We're actually gonna go build the dashboard today.

Featured Formulas

Video Transcript

Hey, welcome to part three. We're actually gonna go build the dashboard today. Actually we're gonna build one section of it. I already built these two so you can see what it looks like. And then we're gonna build this third one. I'm gonna show you each of these formulas, how to do them how to link.

And the header here to a sheet. So this allows you to skip having to descri tell people where the data is. Because of the way I set it up, I, I sort of have data in one place. Then I have w worksheet where I do a lot of like the calculations. We want to get that away from people that just wanna see this summary and this dashboard.

But if somebody wants access to that or we want access to that, to double check the numbers. This Link makes it really easy. Yeah. And, and then we're gonna build this gauge chart this gauge chart just like I was describing in the first video. A speedometer is a really good indicator of, you know, what speed you're at.

If you're going too fast, too slow, and there's some data where say like rate of growth, well, not really rate of growth, but like rate a speed at which you're going.  A gauge is a really, really good way to see like, does going to fast decrease something. So in this use case, we're doing sales.

These are like four sales reps doing some calls. They are making some sales and they have some revenue. So,  we're gonna try to figure out, and we can see already here, Gladys is sort of getting into like, oh, she's doing a lot of calls per day. And then we can go back to the data here and see like her revenue is great and her sales are great.

So really like this is a good indicator. Like, oh, we should be in that area. These are all good. Whereas like, See, a month ago was like not so good, right? Three calls a day. But like her, she had the lowest per sale, and that changed. So we can see changes month to month, we can. Right now, this is just the last month and each month we add to it.

This will automatically update. In the next video, I'm gonna show you how to make a little dropdown. List here to select which month we're looking at. So sometimes we wanna look at only one month, sort of the last thing we we did, but sometimes we wanna be able to flip between different months if we want, or weeks or days.

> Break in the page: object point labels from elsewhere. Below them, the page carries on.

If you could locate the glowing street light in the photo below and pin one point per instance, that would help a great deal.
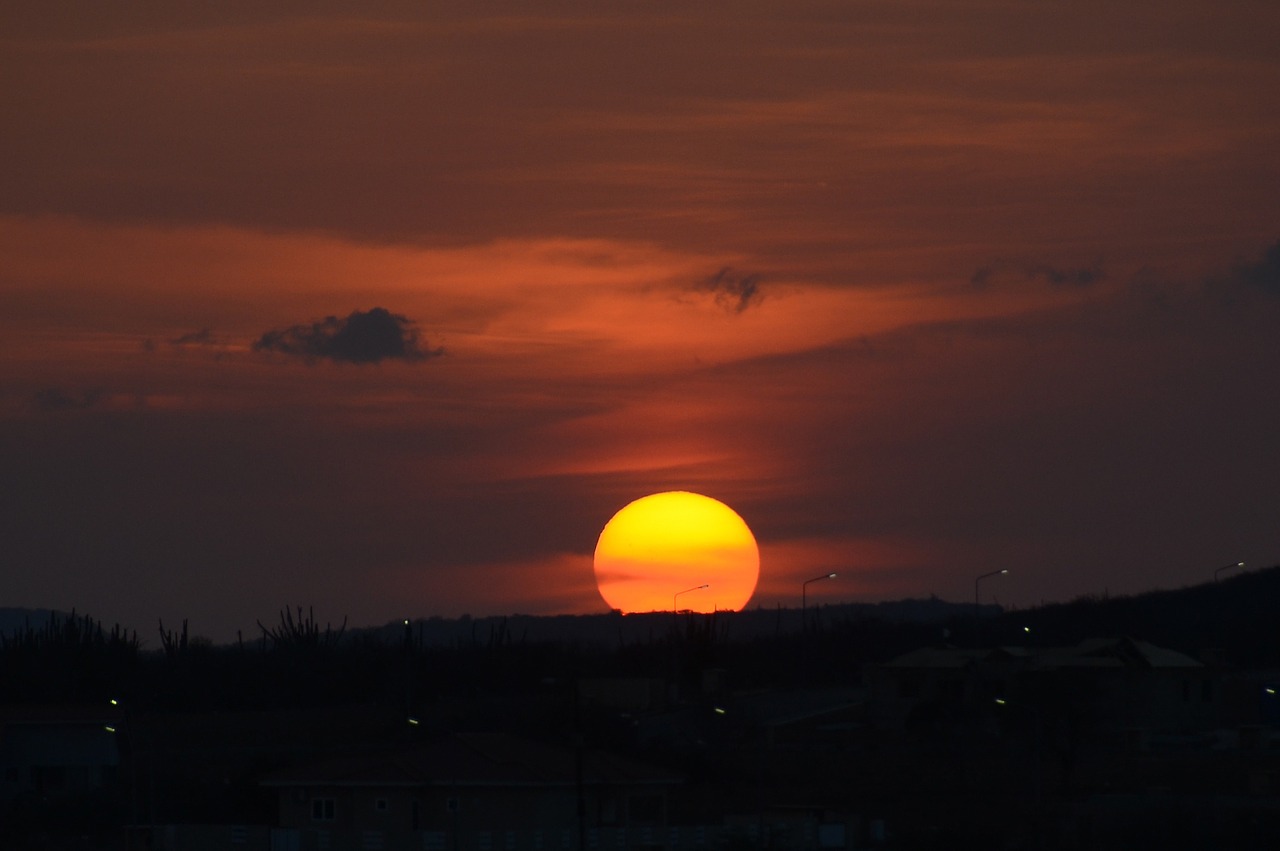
(676, 595)
(804, 589)
(1226, 567)
(983, 577)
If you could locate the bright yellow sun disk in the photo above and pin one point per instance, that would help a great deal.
(670, 544)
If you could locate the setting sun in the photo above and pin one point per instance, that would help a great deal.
(676, 549)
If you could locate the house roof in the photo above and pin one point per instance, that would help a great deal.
(471, 759)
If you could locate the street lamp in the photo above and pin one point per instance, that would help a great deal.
(804, 589)
(1226, 567)
(981, 579)
(673, 596)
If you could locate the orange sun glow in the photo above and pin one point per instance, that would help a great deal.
(676, 550)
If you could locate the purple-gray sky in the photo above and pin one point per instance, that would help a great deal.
(387, 310)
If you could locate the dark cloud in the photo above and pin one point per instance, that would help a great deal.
(1264, 274)
(364, 337)
(734, 291)
(1051, 275)
(58, 399)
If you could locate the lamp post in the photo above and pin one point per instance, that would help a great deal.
(804, 590)
(976, 602)
(1226, 567)
(676, 595)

If you're doing a dashboard that you want to check every day but wanna check. . So sort of a date date range. Okay, so how do we do this? We're gonna do this with total revenue. See, we had calls, sales and revenue. So we wanna do this for revenue first. We're gonna merge all these up here. Let's let's use a nice orange.

One thing I do wanna mention as I, as I do this, who's gonna take this text? And I think this was merged as. One thing I wanna mention while I'm doing this is that I like to put the headers as light colors. This is a personal choice and a personal design choice that I really like. I'm also going to make this comforter, make that a little easier to read, make that as well comforter.

And I make the numbers more bolder. . So how we get the last month. So on the data chart sort of, you can do your data in any way you want. I just did this very quick, sort of each month, March, April, may, had some calls for each rep, some sales numbers, some revenue, some per sale calculations, calls per day.

But I wanted to put that in a chart where we had March, April horizontal. As we add, we can get the data much easier. So I created this worksheet, and so we now have total calls, and all they do is go to the other one. You can have your data in any way you want. I particularly like it like this. . And this will come in handy.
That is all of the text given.